The former paratroopers, who remain anonymous, were present when Joe McCann was shot dead by the British Army in Belfast in April 1972.

A judge ruled that they have a case to answer following a preliminary inquiry at the city’s Magistrates Court.

McCann, one of the Official IRA’s most prominent activists, was unarmed and tried to run to safety when he was confronted by British soldiers and shot dead after a chase on foot through the Markets area of south Belfast

A bogus police investigation conducted at the time resulted in no-one being prosecuted. Five years ago, a report by the now-scrapped Historical Enquiries Team concluded the killing was “not justified”.

In 2016, murder charges were brought against the two men, known only as Soldier A and Soldier C to protect their identity. Both defendants were present during last week’s preliminary inquiry hearing, which finally cleared the way for the trial.

The prosecutions have been bitterly opposed by unionists who have expressed outrage because McCann was a legendary figure, often described as the ‘Che Guevara of the IRA’, whose funeral was one of the biggest ever seen in Belfast. Doug Beattie, the Ulster Unionist Party Justice Spokesperson, described him as “a ruthless and dangerous terrorist”.

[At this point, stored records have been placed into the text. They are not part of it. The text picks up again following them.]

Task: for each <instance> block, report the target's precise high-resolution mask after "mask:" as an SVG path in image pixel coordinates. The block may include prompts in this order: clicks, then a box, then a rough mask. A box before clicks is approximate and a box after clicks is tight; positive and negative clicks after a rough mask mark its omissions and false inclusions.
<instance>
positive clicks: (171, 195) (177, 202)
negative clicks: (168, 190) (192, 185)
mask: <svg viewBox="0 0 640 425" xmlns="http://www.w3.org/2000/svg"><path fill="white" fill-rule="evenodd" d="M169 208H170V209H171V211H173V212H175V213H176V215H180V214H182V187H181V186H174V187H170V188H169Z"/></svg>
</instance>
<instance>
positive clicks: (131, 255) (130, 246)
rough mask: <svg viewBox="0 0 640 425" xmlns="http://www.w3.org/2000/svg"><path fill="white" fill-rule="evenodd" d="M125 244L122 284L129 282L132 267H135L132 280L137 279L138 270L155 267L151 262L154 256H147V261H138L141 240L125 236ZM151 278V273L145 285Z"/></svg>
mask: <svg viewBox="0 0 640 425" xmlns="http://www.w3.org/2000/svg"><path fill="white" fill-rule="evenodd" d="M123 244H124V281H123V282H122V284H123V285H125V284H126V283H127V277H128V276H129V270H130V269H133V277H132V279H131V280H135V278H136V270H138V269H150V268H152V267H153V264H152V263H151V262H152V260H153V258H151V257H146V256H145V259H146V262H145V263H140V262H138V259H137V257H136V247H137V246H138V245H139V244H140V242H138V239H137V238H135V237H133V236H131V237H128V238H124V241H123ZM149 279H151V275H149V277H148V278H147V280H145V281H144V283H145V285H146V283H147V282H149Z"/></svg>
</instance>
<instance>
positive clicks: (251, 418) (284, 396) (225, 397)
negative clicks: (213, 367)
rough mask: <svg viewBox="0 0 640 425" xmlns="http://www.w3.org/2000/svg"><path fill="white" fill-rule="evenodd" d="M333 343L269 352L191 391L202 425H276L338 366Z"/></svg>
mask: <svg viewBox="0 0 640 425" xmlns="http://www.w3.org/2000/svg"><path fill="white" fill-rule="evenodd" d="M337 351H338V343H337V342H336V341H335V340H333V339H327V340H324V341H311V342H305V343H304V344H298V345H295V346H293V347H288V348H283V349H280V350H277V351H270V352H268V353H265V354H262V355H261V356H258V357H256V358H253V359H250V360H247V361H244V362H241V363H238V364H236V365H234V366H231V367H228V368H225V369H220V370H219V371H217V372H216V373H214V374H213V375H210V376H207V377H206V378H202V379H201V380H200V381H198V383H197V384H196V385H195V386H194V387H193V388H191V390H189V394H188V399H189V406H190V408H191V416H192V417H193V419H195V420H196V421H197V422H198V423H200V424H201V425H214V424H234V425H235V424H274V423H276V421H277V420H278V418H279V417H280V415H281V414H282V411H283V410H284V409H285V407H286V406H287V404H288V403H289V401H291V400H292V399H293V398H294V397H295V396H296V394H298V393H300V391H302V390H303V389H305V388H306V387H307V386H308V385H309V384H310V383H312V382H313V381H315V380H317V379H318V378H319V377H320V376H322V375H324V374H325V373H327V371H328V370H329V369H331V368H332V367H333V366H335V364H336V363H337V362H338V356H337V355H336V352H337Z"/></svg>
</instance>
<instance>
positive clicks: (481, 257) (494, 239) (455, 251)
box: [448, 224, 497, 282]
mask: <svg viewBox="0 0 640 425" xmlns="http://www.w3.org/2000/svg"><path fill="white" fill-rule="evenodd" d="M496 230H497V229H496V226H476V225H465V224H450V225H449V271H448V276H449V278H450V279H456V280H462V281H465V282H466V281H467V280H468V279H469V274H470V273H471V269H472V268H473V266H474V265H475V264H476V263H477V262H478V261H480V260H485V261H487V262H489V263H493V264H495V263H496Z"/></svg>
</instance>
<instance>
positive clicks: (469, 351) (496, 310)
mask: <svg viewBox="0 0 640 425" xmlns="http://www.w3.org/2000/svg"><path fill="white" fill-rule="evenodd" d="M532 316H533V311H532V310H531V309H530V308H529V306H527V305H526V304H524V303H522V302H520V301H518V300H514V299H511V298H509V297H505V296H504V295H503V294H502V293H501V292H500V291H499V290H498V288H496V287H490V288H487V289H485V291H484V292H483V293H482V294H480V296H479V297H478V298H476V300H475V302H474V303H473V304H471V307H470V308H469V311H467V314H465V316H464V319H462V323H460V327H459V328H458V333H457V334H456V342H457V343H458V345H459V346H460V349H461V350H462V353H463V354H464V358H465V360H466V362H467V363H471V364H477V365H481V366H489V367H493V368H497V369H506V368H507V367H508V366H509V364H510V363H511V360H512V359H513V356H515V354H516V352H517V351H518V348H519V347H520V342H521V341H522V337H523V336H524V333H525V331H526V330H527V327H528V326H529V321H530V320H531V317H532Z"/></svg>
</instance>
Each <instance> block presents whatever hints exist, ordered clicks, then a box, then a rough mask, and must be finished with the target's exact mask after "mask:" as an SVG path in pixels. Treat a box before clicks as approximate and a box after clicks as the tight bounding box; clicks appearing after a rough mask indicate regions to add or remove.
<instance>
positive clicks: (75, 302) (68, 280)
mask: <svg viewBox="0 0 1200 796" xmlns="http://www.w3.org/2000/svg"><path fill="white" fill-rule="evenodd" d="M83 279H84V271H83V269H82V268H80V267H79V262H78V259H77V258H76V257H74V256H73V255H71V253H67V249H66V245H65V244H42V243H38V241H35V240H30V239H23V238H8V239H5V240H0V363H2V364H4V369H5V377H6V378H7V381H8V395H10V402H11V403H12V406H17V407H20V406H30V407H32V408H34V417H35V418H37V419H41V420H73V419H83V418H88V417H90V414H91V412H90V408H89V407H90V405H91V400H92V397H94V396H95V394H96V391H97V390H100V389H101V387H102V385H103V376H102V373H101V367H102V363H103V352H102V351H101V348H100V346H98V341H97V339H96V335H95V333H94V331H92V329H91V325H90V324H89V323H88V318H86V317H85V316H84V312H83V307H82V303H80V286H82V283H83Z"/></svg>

Outside court the McCann family’s lawyer called for the trial to get underway without delay.

Rosie Kinnear of KRW Law said: “Since April 15, 1972, it has been the family’s firm assertion that Joe was murdered.

“Nearly 46 years later, the decision of the court to return Soldier A and Soldier C for trial in the Crown Court on murder charges has vindicated that belief.”

Ms Kinnear added: “The McCann family welcome this significant decision and are eager for the trial to take place as soon as possible.”


Meanwhile, relatives of six Catholic men killed in the 1994 Loughinisland massacre have delivered a petition to Downing Street demanding truth and justice.

Campaigners were joined by Sinn Fein MPs Chris Hazzard, Paul Maskey and Mickey Brady and South Down representative Emma Rogan.

A delegation later met British Direct Ruler Karen Bradley and representatives of the British Labour Party. Part of last year’s documentary ‘No Stone Unturned’, which examines the case, was also shown in Westminster.

The six victims died when an armed gang burst into the Heights Bar during an Irish World Cup game and opened fire. A 2016 Police Ombudsman’s report found there had been collusion involving the then RUC police.

Speaking after her meeting with Ms Bradley, Emma Rogan said “the DUP and British government must end their blockage of legacy inquest funding and ongoing denial of truth and justice for the Loughinisland families”.

She added: “The British government must move now to release legacy funding, as agreed in the most recent phase of talks, and bring this injustice to an end.”


Meanwhile, a booklet has been published providing fresh details about the case of Damien Walsh, which also involved collusion, on the 25th anniversary of his death.

The teenager was shot dead by Johnny Adair’s notorious ‘C Company’ as he worked at the Dairy Farm shopping centre near Twinbrook on the outskirts of west Belfast on March 25 1993.

Family and friends gathered on Sunday to remember the 17-year-old and re-dedicated a plaque erected in his memory and for the launch of the booklet by victims group Relatives for Justice.

It reveals the gun used to kill the teenager, and another weapon used in the attack, were part of a large consignment brought into the north by UDA member and British army agent Brian Nelson.

In 2010 a police Historical Enquiries Team report also revealed that an undercover British army unit was watching the building at the time of the killing. Soldiers watched as the killers’ car left the scene but then gave the RUC police the wrong make and number.

Sinn Fein’s Mairtin O Muilleoir said it had been a privilege to attend the commemoration and “witness the grace and dignity” of Damian’s mother Marian. She told us “the British State trained, armed, ordered and protected her son’s UDA killers”, he said.